EF is a complex psychological term that covers a series of cognitive abilities, including attentional control, cognitive flexibility, and goal setting [22]. The complicated composition of EF increases the difficulty in measurement, particularly among preschool children. Numerous psychological tasks have been developed to measure the EF of children, many of which have been applied to the field of PA and health. The benefits of PA on EF can be task specific, and variability in the measurements causes difficulty in synthesizing the results [5]. In particular, only small effects are found in most studies [37]. Therefore, the inconsistent results of RCT studies on PA intervention can be partly explained by the differences in the requirements and emphasis of the tests. In the current study, the SCA, GNG, WMS, and FIS tasks were employed to assess the inhibitory control, working memory, and cognitive flexibility of children. These tasks were particularly designed for 3 to 5-years-old children [20, 22, 38] and widely applied in the measurement of EF in young children in Western countries and China [3941]. The results of the current study also indicated that the reliability of these EF tasks was acceptable.
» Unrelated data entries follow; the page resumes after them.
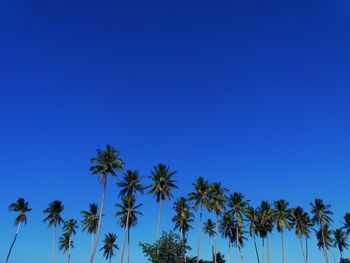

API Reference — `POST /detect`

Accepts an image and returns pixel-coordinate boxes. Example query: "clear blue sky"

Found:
[0,0,350,263]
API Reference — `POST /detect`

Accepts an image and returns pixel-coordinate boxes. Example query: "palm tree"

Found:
[274,199,293,263]
[293,206,313,263]
[203,219,216,261]
[210,183,228,263]
[43,200,64,263]
[148,164,178,241]
[188,177,211,263]
[257,201,274,263]
[219,212,234,263]
[316,224,334,260]
[310,199,333,263]
[5,198,32,263]
[90,145,124,263]
[246,206,260,263]
[81,203,98,254]
[58,233,74,262]
[227,193,249,262]
[172,197,194,239]
[342,213,350,235]
[63,219,78,263]
[118,170,145,197]
[100,233,119,263]
[116,195,142,263]
[333,228,349,260]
However, the instruments applied in the present study were modified based on classical executive function tests, which were different from those of the previous studies, and thus the inconsistent results obtained from this study could be partially due to the different EF tests applied.

Although no significant improvement in preschool children’s EF was observed, the study found significant differences in PA as children in the intervention group showed increased MVPA more than the control group. PA is extremely important to the physical and mental development of young children. Taken together, the current study confirmed that PA did not exert deleterious effects on the cognitive functions of children [5].
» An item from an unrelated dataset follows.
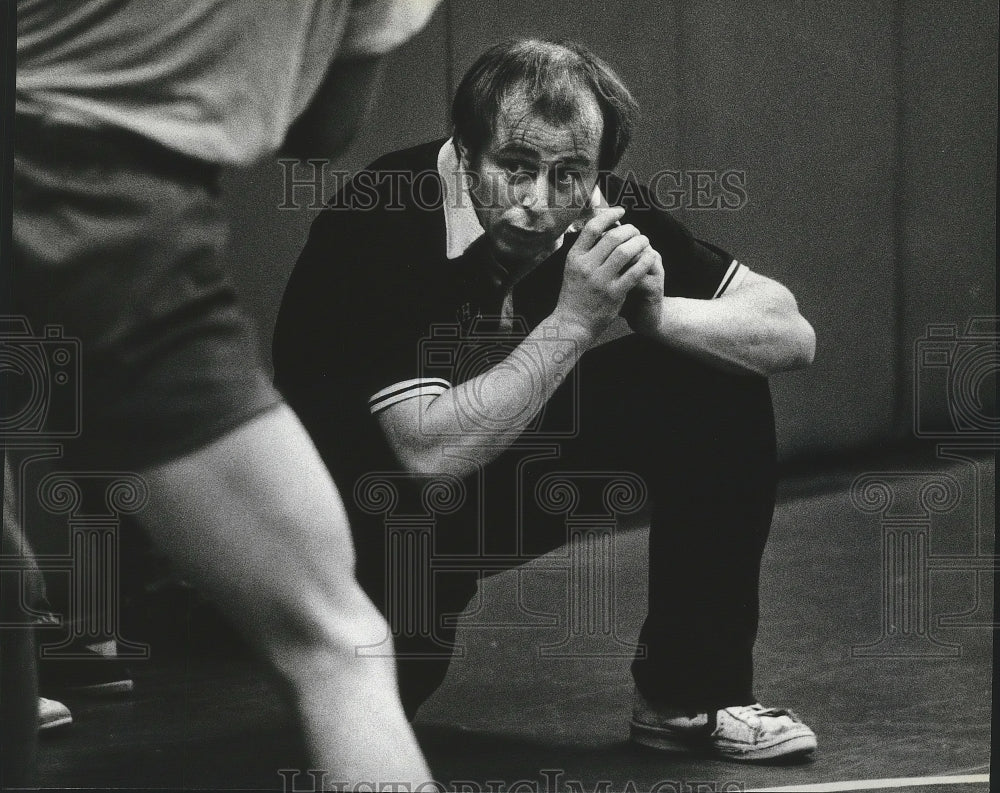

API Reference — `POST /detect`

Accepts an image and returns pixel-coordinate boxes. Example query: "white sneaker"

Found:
[38,697,73,730]
[631,692,816,762]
Several limitations should be noted to inform future study. First, the sample size was relatively small and the intervention duration was relatively short. Therefore, the study may not be able to detect small effects. The strengths of this study may include the RCT research design and application of valid and reliable instruments for the measurement of EF in young children.

5. Conclusion

The data of this study suggests that a 10-week of trampoline PA intervention appears to be an effective PA tool in improving preschool children’s PA, but this type of PA modality may not be sufficient to prompt the improvement of EF. Yet, the findings must be clarified in future larger and longer trials to discern the proper application of the trampoline PA for cognitive development of children. In detail, future research should continue to use RCT designs, to include large representative samples, longer interventions, increased doses, and, if possible, other cognitive measures.

Conflicts of Interest

All the authors have no conflicts of interest to disclose in relation to the current research.

Acknowledgments

The research was supported by the National Social Science Foundation of China for Young Scholars in Education (Grant no. CLA140159).